Firstly, should we find that it is the player who made the first move, who would choose to shift the state back to it's origin, the opponent would then have the option of moving or staying. Not restricting to a 2x2 board, the second player may well have alternatives than the first move that the original player used, which could lead the game in a different direction.

However in the full rules of the game this is not a plausible situation (least not with 2 players).

In a game, a player can only move one dimensionally. Whilst implied, this isn't explicitly stated in the rules, causing my brief confusion. However since a player can only move one dimensionally (on any sized grid), with each player alternating in moves, there must be an even number of moves to return the game back to it's original state.

Secondly, is what happens when the grid is expanded. As you have said, if player one knows that his original move will result in the same set of moves as occurred before, then he will not choose it. On a 2x2 grid, his original move was his only move from the original state.

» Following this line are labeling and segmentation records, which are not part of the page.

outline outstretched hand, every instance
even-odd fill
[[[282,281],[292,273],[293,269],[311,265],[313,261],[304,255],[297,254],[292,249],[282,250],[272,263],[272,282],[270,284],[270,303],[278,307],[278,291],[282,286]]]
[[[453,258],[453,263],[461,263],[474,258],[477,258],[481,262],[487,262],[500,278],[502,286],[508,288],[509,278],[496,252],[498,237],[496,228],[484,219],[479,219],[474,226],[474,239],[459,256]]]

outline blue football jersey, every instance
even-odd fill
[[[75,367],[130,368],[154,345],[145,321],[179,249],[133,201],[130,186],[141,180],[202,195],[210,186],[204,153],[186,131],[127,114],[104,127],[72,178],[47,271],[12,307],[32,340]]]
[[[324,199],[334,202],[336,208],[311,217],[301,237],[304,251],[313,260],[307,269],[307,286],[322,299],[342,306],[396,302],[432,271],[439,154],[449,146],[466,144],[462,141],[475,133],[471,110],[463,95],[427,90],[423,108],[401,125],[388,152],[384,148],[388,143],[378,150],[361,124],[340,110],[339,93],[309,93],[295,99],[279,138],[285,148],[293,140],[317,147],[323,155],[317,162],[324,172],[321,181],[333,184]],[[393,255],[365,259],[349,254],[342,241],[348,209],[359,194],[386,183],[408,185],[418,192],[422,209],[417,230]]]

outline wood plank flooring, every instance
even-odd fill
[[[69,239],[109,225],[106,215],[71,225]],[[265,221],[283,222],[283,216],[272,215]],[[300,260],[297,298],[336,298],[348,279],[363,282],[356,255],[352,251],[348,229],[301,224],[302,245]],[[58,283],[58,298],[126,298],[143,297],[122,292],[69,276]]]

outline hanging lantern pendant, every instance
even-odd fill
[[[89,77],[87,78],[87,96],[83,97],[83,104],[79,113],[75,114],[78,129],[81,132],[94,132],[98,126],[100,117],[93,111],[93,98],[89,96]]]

As you hinted at earlier in the article, options are usually more wide ranging (especially in a situations such as the Cuban Missile Crisis). Suppose then Player 1 may want to consider the possibility of taking a different route? This move may be his "second best" choice to the first move he could've made, (thereby explaining why it wasn't chosen to begin with) and results (as per rule 5(i)) with a state better than the one he has started with. Given the implications of Rule 5(ii), the game would still finish at this point and negotiations would not continue, and you can have no "Plan B", which is not usually the case. I'd be interested to know if there is an argument against an amendment to Rule 5(ii) for such a situation.

However when you do expand to show progression of possible moves, in the Cuban Missile Crisis example, knowing the reactions of what the other side would choose in this case, and logically working through all possible paths, you will come to the same conclusion as before. Any alternatives not mentioned, that had been options to the US or the Soviet Union, would have led to unfavourable consequences to both sides, or back circular again to the original starting point, and hence then why they then chose the moves that they did.